She was further concerned that the mother had recommenced her relationship with M and begun cohabiting with him, but she had not been open with professionals and told them about this. The social worker had not found out about this until the mother’s statement of end March 2025. The social worker confirmed that the maternal grandfather had been clear that he could not care for N, and she did not support a further assessment of the mother and M due to the previous domestic abuse in their relationship and that that assessment would not be within N’s timescales. I found the social worker to be a fair and helpful witness who assisted the Court and was fair to the mother in acknowledging the positive aspects of her relationship with N.
Parenting Assessor Ms A
I then heard from the parenting assessor, Ms A. The parenting assessor had done her assessment, plus an addendum one, a few months ago. She confirmed she had read all the updating court documents before giving her evidence, and it was clear that she had a good understanding of the mother and the difficulties she has had. The parenting assessor was pleased to hear the mother had disassociated from R, but she was concerned that the mother had reconciled with M, given her long standing allegations of the physical, emotional and financial abuse that she had suffered in her relationship with him.
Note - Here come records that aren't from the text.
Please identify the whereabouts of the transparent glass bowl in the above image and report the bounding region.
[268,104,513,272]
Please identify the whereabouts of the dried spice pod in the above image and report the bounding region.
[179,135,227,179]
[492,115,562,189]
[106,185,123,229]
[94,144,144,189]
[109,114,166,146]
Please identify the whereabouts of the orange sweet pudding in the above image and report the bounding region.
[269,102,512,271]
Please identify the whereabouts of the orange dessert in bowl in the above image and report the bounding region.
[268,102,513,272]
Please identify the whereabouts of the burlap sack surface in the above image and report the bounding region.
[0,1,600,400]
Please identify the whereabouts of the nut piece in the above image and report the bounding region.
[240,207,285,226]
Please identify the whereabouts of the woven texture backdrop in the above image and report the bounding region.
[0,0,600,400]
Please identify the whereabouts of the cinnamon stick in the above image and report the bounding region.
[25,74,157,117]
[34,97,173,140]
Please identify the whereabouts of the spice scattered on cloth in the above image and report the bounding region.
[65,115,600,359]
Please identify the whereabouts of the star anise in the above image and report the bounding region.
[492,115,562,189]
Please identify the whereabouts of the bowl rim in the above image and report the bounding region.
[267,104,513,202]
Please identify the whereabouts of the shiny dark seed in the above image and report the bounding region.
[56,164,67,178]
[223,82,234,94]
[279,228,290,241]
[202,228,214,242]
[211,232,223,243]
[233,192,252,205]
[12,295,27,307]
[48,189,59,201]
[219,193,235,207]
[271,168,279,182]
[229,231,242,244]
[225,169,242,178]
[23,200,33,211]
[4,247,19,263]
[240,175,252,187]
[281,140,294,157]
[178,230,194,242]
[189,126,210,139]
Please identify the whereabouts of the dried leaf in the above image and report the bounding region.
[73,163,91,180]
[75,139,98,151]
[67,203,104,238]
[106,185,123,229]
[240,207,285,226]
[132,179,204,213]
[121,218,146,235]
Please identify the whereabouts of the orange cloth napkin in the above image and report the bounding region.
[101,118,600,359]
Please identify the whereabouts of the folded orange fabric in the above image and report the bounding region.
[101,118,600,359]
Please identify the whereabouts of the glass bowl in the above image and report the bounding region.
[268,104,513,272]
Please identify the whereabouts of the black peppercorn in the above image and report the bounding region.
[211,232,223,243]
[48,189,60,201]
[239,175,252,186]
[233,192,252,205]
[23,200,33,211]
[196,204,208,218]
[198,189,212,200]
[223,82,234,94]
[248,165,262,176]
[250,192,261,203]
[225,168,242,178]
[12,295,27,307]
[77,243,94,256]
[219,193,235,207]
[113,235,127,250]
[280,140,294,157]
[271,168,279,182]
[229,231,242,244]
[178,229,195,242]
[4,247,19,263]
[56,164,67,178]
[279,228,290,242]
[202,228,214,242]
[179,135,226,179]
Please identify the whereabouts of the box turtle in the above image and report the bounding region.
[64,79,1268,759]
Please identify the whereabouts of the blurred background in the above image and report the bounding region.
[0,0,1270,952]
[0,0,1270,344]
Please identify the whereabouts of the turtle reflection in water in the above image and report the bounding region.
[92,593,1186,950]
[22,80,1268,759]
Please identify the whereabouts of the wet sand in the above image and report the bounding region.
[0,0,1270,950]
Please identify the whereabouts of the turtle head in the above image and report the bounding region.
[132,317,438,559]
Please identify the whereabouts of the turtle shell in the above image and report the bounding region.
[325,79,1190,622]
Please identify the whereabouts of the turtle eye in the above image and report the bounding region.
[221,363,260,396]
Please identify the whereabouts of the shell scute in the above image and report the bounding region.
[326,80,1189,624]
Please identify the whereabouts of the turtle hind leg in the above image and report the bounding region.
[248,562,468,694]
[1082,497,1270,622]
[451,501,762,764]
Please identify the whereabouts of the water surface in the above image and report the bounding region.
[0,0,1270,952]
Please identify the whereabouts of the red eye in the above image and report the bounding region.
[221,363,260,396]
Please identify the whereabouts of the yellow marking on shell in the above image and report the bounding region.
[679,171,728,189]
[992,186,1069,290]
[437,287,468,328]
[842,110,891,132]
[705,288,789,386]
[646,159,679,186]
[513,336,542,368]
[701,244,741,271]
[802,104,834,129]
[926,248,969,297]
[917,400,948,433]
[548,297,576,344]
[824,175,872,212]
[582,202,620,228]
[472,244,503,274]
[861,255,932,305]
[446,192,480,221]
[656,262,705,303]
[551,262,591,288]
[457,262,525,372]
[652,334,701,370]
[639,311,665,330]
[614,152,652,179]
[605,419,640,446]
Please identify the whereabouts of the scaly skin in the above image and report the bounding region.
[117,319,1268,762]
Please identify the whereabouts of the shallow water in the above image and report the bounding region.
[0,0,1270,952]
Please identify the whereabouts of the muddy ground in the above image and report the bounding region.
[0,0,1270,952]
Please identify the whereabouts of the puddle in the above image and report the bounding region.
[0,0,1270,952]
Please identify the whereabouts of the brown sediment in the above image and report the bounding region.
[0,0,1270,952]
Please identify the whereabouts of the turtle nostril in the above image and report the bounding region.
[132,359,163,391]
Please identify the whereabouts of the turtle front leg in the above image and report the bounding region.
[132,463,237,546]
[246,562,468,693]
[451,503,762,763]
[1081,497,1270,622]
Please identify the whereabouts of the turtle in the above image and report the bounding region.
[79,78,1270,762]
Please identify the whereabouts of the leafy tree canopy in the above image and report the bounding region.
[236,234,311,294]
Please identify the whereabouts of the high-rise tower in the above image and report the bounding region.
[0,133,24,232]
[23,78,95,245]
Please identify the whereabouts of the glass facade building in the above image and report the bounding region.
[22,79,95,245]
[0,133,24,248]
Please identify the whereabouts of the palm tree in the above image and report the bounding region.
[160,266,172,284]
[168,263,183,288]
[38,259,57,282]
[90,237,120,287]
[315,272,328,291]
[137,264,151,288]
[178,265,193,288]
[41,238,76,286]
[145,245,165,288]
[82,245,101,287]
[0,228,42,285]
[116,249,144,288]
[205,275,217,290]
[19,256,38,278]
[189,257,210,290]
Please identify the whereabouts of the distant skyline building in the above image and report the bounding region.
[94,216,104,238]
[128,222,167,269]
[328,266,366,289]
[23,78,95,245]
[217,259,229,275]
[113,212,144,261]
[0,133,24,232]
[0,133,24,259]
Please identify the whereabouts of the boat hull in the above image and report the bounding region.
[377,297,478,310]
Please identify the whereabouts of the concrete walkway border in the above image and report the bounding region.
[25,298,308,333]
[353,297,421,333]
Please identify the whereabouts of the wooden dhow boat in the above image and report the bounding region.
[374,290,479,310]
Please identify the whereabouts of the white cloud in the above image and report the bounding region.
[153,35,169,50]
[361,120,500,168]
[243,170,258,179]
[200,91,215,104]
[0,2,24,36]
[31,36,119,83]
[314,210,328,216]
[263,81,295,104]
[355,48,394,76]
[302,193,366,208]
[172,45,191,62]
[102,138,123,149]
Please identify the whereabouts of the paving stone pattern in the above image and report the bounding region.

The parenting assessor was concerned the mother had merely moved from one abusive relationship with R back to a familiar, but another potentially abusive relationship with M. She did not consider any future assessment would be positive of the two of them, and that delay for a joint assessment of them was not in N’s best interest. I found the parenting assessor to be a thoughtful and fair witness who clearly had a good understanding of the concerns in the case and the challenges the mother faces.
Mother’s current partner, and father of her older children, M
I am grateful to the mother’s solicitor, Ms Landsberg, for arranging to file at court at short notice, a statement from M, and M then gave evidence to the Court. He joined by video link. At first, it was noisy, but his neighbours’ builders kindly stopped their work so he could be heard giving his evidence. He accepted he had been emotionally abusive to K in the past, but said that he had not been physically abusive, nor did he accept he had ever been abusive to his children, O and P. He said he had become abstinent from drugs in prison and had been released in October 2023. However, when the care and placement orders were made in respect of O and P, in November 2023, he said he had relapsed, started using cocaine, drinking alcohol and putting weight back on that he had lost in prison.
He told the Court he had not misused substances for the last six months. He also told me that he had not engaged with drug support services. He said the mother had contacted him in October 2024 by text message and then moved in to live with him the same day. He said they then recommenced their romantic relationship two weeks later. He said he wishes to parent for N with K. He accepted the mother should have told professionals earlier about their relationship, and then their joint assessment proposal could have been considered earlier. I thought M answered questions the best he could, and he came across as being fair. However, I was concerned he lacked insight into past concerns and the potential future challenges of caring for N.
Evidence of the mother
I then heard evidence from the mother. It was really clear in the mother’s evidence how much she loves N as well as O and P. She accepted she had not told professionals either about staying with S, who was someone whose property she had gone to stay in-between extracting herself from the relationship with R and reconciling with M. She said she did not tell anyone because she did not think it was relevant or that there was a requirement to do so.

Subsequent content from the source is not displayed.